16. Hukuk Dairesi 2018/4851 E. , 2018/6598 K.
"İçtihat Metni"MAHKEMESİ :... MAHKEMESİ
DAVA TÜRÜ : ... TESPİTİNE İTİRAZ
Taraflar arasında görülen dava sonucunda verilen hükmün Yargıtay"ca incelenmesi istenilmekle; temyiz isteğinin süresinde olduğu anlaşıldı, inceleme raporu ve dosyadaki belgeler okundu, GEREĞİ GÖRÜŞÜLDÜ:
... sırasında ... İlçesi ... Köyü çalışma alanında bulunan 119 ada 48, 49, 50 ve 51 parsel sayılı ve sırasıyla 3.047.47, 3.593.86, 3.256.21 ve 715,44 metrekare yüzölçümündeki taşınmazlardan 119 ada 48, 49 ve 50 parseller kazandırıcı zamanaşımı zilyetliği ve satın alma, 119 ada 51 parsel ise kazandırıcı zamanaşımı zilyetliği nedeniyle; 119 ada 48 parsel ..., 119 ada 49 parsel ..., 119 ada 50 parsel ..., 119 ada 51 parsel ... adlarına tespit edilmiştir. Davacı ..., tapu kaydı ve taksime dayanarak adına tescil istemiyle her bir parsel hakkında ayrı ayrı dava açmıştır. Mahkemece dosyalar birleştirilerek yapılan yargılama sonunda davanın reddine, çekişmeli 119 ada 48, 49, 50 ve 51 parsel sayılı taşınmazların tespit gibi tescillerine karar verilmiş; hüküm, davacı ... tarafından temyiz edilmiştir.

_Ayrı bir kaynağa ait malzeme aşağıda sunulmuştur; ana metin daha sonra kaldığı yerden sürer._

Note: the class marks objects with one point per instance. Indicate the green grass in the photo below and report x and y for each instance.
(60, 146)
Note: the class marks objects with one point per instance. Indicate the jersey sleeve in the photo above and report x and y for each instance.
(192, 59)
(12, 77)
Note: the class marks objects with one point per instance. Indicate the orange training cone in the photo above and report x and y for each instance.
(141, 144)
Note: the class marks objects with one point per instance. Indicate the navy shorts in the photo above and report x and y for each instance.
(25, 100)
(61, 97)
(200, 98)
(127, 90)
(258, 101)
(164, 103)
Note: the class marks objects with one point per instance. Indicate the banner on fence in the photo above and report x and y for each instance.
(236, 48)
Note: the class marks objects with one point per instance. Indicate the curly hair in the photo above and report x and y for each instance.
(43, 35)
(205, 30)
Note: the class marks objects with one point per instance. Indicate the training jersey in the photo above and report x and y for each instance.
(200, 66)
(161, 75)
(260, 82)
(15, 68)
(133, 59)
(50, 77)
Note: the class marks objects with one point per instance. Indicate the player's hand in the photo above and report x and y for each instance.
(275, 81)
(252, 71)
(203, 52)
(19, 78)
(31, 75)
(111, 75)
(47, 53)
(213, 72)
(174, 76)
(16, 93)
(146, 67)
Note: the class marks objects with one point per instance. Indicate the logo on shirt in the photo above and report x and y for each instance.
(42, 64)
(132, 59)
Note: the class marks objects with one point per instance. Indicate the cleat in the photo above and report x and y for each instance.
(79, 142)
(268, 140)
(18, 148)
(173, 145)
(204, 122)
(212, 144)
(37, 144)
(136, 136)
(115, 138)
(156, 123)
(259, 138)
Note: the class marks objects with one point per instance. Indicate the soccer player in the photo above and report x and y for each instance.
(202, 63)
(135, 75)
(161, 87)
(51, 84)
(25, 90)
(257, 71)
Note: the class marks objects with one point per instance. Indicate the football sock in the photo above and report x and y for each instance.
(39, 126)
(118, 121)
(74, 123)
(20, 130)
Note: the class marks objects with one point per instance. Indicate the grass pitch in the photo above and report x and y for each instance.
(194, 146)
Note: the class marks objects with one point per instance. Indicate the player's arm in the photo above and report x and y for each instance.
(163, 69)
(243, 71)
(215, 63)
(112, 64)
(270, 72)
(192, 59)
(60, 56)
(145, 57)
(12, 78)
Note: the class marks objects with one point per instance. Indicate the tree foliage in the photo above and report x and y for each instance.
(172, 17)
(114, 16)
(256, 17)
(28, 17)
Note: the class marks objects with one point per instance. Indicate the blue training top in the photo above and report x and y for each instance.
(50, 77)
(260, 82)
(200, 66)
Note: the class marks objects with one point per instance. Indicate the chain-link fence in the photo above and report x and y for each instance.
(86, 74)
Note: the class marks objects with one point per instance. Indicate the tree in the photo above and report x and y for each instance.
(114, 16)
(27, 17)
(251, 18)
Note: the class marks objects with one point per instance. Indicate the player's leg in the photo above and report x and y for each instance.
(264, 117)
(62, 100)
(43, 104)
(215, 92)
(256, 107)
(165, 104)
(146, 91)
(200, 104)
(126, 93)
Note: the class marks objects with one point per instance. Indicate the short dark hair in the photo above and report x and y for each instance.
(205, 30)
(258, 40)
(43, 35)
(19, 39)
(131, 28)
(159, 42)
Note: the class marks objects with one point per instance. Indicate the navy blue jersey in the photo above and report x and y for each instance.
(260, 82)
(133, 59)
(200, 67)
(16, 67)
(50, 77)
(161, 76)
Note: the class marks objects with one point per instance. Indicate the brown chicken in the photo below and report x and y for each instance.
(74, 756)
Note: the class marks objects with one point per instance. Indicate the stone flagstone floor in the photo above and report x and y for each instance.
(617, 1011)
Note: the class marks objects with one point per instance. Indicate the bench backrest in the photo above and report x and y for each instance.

Mahkemece, tarafların Mayıs 1289 tarih ve 129 nolu tapuya hissedar oldukları ve davacının murislerinin bu tapu kaydındaki paylarını sattığı, hazırlanan taksim sözleşmesinin tüm hissedarların katılımıyla yapılmaması sebebiyle geçerli olmadığı, ancak fiili taksimin varlığını kabul etmek gerektiği, davalıların taşınmazlara 1970"ten beri zilyet oldukları kabul edilerek yazılı olduğu şekilde karar verilmiş ise de, yapılan araştırma ve inceleme hüküm kurmaya yeterli değildir.
Davacı ile davalılar aynı tapu kaydı ve taksim sözleşmesine dayanmışlar ve ayrıca aralarında görülen müdahalenin men"ine ilişkin davaları da ayrı ayrı delil olarak göstermişlerdir. Ancak mahkemece, davacı ve davalıların dayandığı müdahalenin men"i dosyalarındaki ilamların taraflarıyla, iş bu dosyanın taraflarının aynı olup olmadığı belirlenmediği gibi müdahalenin men"ine ilişkin ilamların çekişmeli taşınmazlarla ilgili olup olmadığı araştırılmamış ve tarafların dayandıkları tapu kaydı ve taksim sözleşmesi taşınmazlara uygulanmamış, dava konusu taşınmazların taksimen kime kaldığı belirlenmeksizin hüküm kurulmuştur. Bu şekilde eksik araştırma ve inceleme ile hüküm kurulamaz.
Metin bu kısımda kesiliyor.